Смирнов дал час времени для технической организации трансляции, но журналист сказал, что в такие сроки это сделать невозможно. Тут же Рауцер по телефону предложил этот вопрос отложить до полудня под предлогом того, что ночью эту трансляцию увидит не такое большое количество зрителей, как днём. Захватчик согласился с этим предложением, но крайним сроком назвал девять утра, когда выходит первый выпуск новостей.
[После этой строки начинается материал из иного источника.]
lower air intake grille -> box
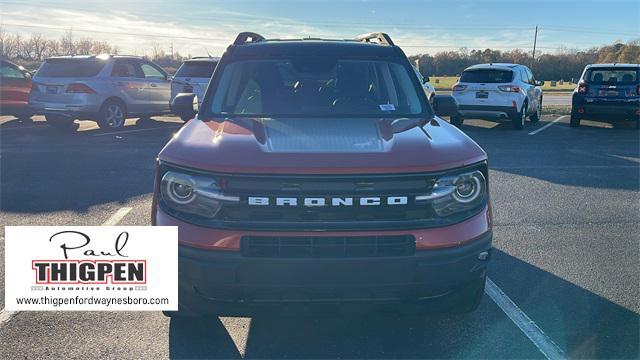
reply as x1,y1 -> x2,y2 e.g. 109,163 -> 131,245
241,235 -> 416,258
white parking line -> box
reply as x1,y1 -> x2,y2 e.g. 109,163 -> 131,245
101,207 -> 133,226
0,206 -> 133,327
92,126 -> 180,137
486,278 -> 566,360
528,116 -> 567,136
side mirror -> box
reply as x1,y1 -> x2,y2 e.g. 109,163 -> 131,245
171,93 -> 198,120
424,76 -> 430,83
535,80 -> 544,86
24,72 -> 32,79
431,95 -> 459,117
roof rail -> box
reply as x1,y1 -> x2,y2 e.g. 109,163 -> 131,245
233,32 -> 266,45
355,32 -> 395,46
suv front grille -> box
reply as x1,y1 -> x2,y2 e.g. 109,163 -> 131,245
241,235 -> 416,258
158,162 -> 488,231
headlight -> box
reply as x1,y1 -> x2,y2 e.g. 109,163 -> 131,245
160,171 -> 238,218
416,169 -> 487,217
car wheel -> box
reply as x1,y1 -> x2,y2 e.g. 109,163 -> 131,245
179,115 -> 193,122
97,100 -> 127,130
450,275 -> 486,314
450,115 -> 464,128
570,109 -> 581,128
529,98 -> 542,123
512,102 -> 526,130
45,114 -> 78,132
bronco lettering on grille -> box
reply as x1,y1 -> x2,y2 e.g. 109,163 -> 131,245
247,196 -> 408,206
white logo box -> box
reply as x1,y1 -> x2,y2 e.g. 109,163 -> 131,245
5,226 -> 178,311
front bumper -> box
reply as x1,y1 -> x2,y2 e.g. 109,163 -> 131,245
156,207 -> 493,315
177,232 -> 491,316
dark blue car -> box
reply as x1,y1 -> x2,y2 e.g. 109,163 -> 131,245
571,63 -> 640,128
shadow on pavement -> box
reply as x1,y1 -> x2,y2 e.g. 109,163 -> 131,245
169,316 -> 242,359
166,250 -> 638,359
489,249 -> 639,359
460,118 -> 640,191
0,116 -> 179,213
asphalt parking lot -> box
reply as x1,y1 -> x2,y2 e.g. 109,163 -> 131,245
0,114 -> 638,359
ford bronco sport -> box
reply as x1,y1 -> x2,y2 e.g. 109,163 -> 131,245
154,32 -> 493,317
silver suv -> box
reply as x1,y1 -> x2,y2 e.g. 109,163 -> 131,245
30,55 -> 171,130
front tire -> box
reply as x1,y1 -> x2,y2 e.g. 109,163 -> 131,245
45,114 -> 77,132
511,102 -> 526,130
97,100 -> 127,130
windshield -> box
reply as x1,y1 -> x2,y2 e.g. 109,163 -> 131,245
460,69 -> 514,83
585,68 -> 639,85
37,59 -> 106,78
175,61 -> 218,78
207,58 -> 425,117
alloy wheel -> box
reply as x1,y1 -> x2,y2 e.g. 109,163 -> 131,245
105,104 -> 125,128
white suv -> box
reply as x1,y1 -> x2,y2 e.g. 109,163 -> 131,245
451,63 -> 543,129
170,57 -> 219,120
412,65 -> 436,103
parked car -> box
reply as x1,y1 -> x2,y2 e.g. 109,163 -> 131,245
157,32 -> 492,317
171,57 -> 219,120
412,65 -> 436,103
452,63 -> 544,129
571,63 -> 640,128
29,55 -> 171,131
0,59 -> 33,120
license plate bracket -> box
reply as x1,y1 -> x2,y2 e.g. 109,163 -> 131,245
599,90 -> 620,97
46,86 -> 58,94
475,91 -> 488,99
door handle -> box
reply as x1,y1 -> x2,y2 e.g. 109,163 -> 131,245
149,83 -> 158,88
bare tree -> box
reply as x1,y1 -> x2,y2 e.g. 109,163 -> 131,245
75,37 -> 93,55
44,39 -> 61,58
91,40 -> 113,55
60,29 -> 74,55
28,33 -> 47,60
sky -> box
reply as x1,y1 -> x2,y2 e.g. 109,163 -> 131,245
1,0 -> 638,56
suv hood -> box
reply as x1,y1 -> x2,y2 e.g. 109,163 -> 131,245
159,117 -> 487,174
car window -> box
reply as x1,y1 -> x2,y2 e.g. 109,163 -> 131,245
519,69 -> 528,82
209,58 -> 425,117
0,64 -> 25,79
175,61 -> 218,78
585,68 -> 639,85
140,63 -> 166,80
525,68 -> 535,84
37,59 -> 106,78
111,60 -> 142,78
460,69 -> 513,83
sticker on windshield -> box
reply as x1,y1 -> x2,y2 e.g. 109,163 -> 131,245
379,104 -> 396,111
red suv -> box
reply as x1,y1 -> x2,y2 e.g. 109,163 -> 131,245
154,32 -> 492,317
0,59 -> 33,120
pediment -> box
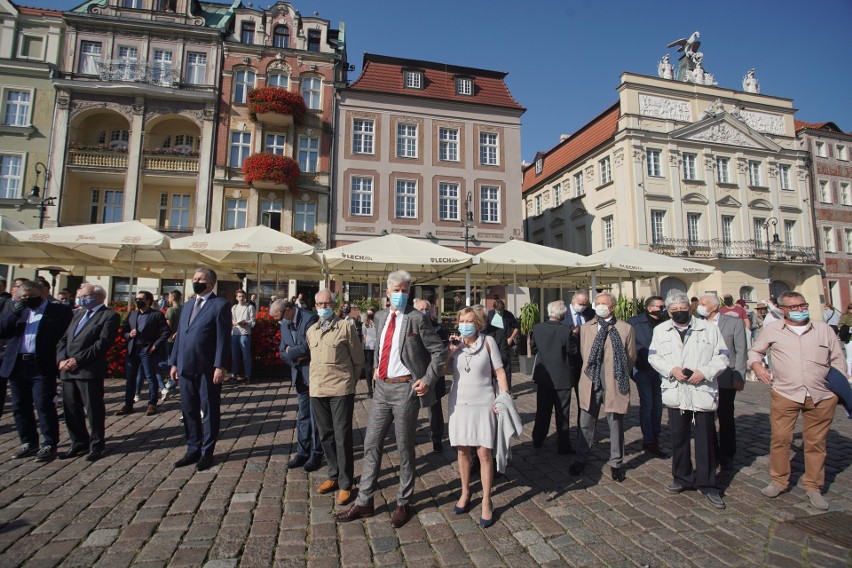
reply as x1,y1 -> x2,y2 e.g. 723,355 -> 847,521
748,198 -> 773,211
646,193 -> 674,202
570,207 -> 589,220
779,204 -> 802,214
716,195 -> 742,208
682,192 -> 709,205
549,216 -> 564,228
672,113 -> 782,152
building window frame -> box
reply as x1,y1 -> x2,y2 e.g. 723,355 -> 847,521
272,24 -> 289,49
603,216 -> 614,249
404,70 -> 422,89
233,68 -> 256,104
479,131 -> 499,166
352,118 -> 375,155
823,226 -> 836,253
784,219 -> 795,246
650,210 -> 665,244
267,71 -> 289,88
240,21 -> 255,44
294,200 -> 316,232
395,179 -> 417,219
646,148 -> 662,177
837,144 -> 848,161
573,171 -> 584,197
438,127 -> 459,162
1,88 -> 32,127
17,33 -> 46,60
300,76 -> 322,110
350,176 -> 373,216
78,40 -> 102,75
438,182 -> 460,221
265,133 -> 287,155
598,156 -> 612,185
682,152 -> 697,181
306,29 -> 321,52
0,154 -> 23,199
185,52 -> 207,84
819,180 -> 832,203
480,185 -> 500,223
748,160 -> 762,187
553,183 -> 562,207
90,188 -> 124,224
686,212 -> 701,245
716,156 -> 731,183
396,123 -> 417,158
298,135 -> 319,173
229,131 -> 252,168
779,164 -> 791,190
225,197 -> 248,229
456,77 -> 473,96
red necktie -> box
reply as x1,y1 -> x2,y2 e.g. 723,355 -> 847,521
378,312 -> 396,380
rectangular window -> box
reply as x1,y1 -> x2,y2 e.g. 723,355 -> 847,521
92,189 -> 123,224
784,220 -> 795,246
683,153 -> 697,180
79,41 -> 101,75
116,46 -> 138,81
260,199 -> 282,230
273,26 -> 289,49
716,156 -> 730,183
479,132 -> 498,166
396,123 -> 417,158
819,180 -> 831,203
646,149 -> 662,177
599,156 -> 611,184
240,22 -> 255,44
298,136 -> 319,173
404,71 -> 422,89
300,76 -> 321,110
169,194 -> 191,229
574,172 -> 584,197
229,131 -> 251,168
456,78 -> 472,95
845,228 -> 852,253
721,215 -> 734,244
748,160 -> 762,186
350,177 -> 372,216
151,50 -> 173,86
395,180 -> 417,219
754,217 -> 766,247
535,159 -> 542,175
438,128 -> 459,162
815,141 -> 827,157
267,72 -> 288,88
3,90 -> 30,126
185,52 -> 207,84
307,30 -> 321,52
837,145 -> 848,161
233,69 -> 255,104
650,210 -> 665,244
553,183 -> 561,206
779,164 -> 791,190
823,227 -> 835,253
439,182 -> 459,221
0,155 -> 22,198
534,194 -> 542,215
352,119 -> 374,154
122,0 -> 142,7
603,216 -> 614,248
225,198 -> 248,229
265,133 -> 287,155
19,35 -> 44,60
481,186 -> 499,223
687,213 -> 701,245
294,201 -> 316,232
840,182 -> 851,206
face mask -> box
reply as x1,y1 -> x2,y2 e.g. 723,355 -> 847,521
317,307 -> 334,320
696,305 -> 710,318
420,309 -> 430,316
79,297 -> 99,310
366,313 -> 374,319
342,307 -> 351,315
280,318 -> 291,326
458,323 -> 476,337
594,305 -> 611,318
192,281 -> 207,295
670,310 -> 691,325
390,291 -> 408,310
647,309 -> 663,319
25,296 -> 42,310
572,304 -> 586,314
788,310 -> 809,323
135,299 -> 147,309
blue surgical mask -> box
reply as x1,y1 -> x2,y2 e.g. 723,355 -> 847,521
78,297 -> 99,310
317,307 -> 334,320
280,317 -> 291,326
390,291 -> 408,310
458,323 -> 476,338
788,310 -> 809,323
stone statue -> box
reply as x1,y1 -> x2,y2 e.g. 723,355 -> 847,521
658,54 -> 673,79
703,71 -> 717,86
689,61 -> 705,84
667,31 -> 701,59
742,68 -> 760,93
701,98 -> 726,120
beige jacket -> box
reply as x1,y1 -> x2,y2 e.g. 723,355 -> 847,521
579,318 -> 636,415
306,317 -> 364,397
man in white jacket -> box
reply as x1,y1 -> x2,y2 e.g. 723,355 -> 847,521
649,292 -> 729,509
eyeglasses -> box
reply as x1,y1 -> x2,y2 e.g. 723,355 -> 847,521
780,303 -> 809,311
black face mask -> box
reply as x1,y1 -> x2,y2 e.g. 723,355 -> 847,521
646,309 -> 664,319
342,307 -> 351,315
192,281 -> 208,295
670,310 -> 691,325
135,299 -> 147,309
366,313 -> 374,319
25,296 -> 42,310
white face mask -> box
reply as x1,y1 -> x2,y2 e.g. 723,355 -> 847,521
594,304 -> 611,318
696,305 -> 710,318
572,303 -> 586,314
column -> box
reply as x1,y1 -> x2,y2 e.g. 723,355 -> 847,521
123,97 -> 145,222
194,105 -> 216,233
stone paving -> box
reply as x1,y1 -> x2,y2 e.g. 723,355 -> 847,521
0,373 -> 850,567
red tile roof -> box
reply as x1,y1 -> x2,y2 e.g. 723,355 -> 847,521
346,53 -> 525,111
522,103 -> 620,193
794,120 -> 844,134
16,5 -> 63,16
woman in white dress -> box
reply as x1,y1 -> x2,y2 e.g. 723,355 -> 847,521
447,307 -> 509,528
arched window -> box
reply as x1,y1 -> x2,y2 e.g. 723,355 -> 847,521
770,280 -> 790,298
300,76 -> 321,110
273,25 -> 289,49
739,286 -> 754,302
660,277 -> 687,300
267,71 -> 289,88
162,134 -> 197,152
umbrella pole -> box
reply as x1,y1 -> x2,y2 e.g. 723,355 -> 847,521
439,283 -> 445,314
512,269 -> 517,314
632,279 -> 637,300
539,284 -> 544,322
591,271 -> 598,296
465,268 -> 471,307
128,248 -> 136,311
256,253 -> 262,304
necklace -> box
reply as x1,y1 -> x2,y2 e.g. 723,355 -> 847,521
462,354 -> 473,373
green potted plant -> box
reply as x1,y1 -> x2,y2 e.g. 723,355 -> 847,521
518,301 -> 540,374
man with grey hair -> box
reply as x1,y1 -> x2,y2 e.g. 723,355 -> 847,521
56,284 -> 119,461
572,293 -> 636,482
531,300 -> 579,455
336,270 -> 446,528
696,293 -> 747,469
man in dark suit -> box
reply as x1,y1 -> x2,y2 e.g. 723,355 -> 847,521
270,298 -> 322,471
559,291 -> 595,436
56,283 -> 119,461
0,280 -> 73,462
116,290 -> 170,416
485,299 -> 519,390
531,300 -> 579,454
628,296 -> 668,457
336,270 -> 446,529
414,298 -> 449,453
169,267 -> 232,471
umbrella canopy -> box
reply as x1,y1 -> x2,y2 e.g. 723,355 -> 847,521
322,234 -> 472,282
468,240 -> 603,284
1,215 -> 110,267
586,246 -> 713,278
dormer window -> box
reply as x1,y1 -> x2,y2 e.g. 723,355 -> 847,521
456,77 -> 473,96
273,25 -> 290,49
535,158 -> 543,175
307,30 -> 321,52
122,0 -> 143,8
241,21 -> 255,44
404,70 -> 422,89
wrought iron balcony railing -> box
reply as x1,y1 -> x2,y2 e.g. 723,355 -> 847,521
650,238 -> 818,264
97,60 -> 181,87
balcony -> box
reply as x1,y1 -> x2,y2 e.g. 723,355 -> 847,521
143,151 -> 199,173
247,87 -> 307,127
68,148 -> 128,169
242,153 -> 300,190
650,238 -> 818,264
97,60 -> 181,87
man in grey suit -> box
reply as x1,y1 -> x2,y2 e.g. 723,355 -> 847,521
56,284 -> 120,461
335,270 -> 446,528
696,293 -> 747,468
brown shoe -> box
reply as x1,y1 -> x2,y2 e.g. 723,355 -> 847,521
114,405 -> 133,416
391,504 -> 413,528
337,489 -> 352,505
334,504 -> 374,522
146,405 -> 157,416
316,480 -> 339,494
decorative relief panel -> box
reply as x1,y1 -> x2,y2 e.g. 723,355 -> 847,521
613,148 -> 624,167
70,99 -> 129,119
638,94 -> 691,122
686,123 -> 760,148
584,165 -> 594,182
739,110 -> 784,135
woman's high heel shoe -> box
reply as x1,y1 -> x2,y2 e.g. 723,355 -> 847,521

При этом обусловились созваниваться каждый час по мобильной связи.
Ровно в семь утра в квартиру к Смирнову постучал его бывший сослуживец Марков:
Саня, братец, привет. Это я, Пашка Марков. Что тут у тебя стряслось? Давай поговорим с тобой, прошу.
Пашка? послышалось из-за двери. Ты зачем нарисовался? Давай, возвращайся домой! Зря они тебя притащили сюда. Это всё равно не сработает. Через два часа я выйду со своего ноутбука на всю страну, и ты меня услышишь, Паш. Все наши пацаны услышат!
Ты для них стараешься, что ли? Думаешь, они это оценят?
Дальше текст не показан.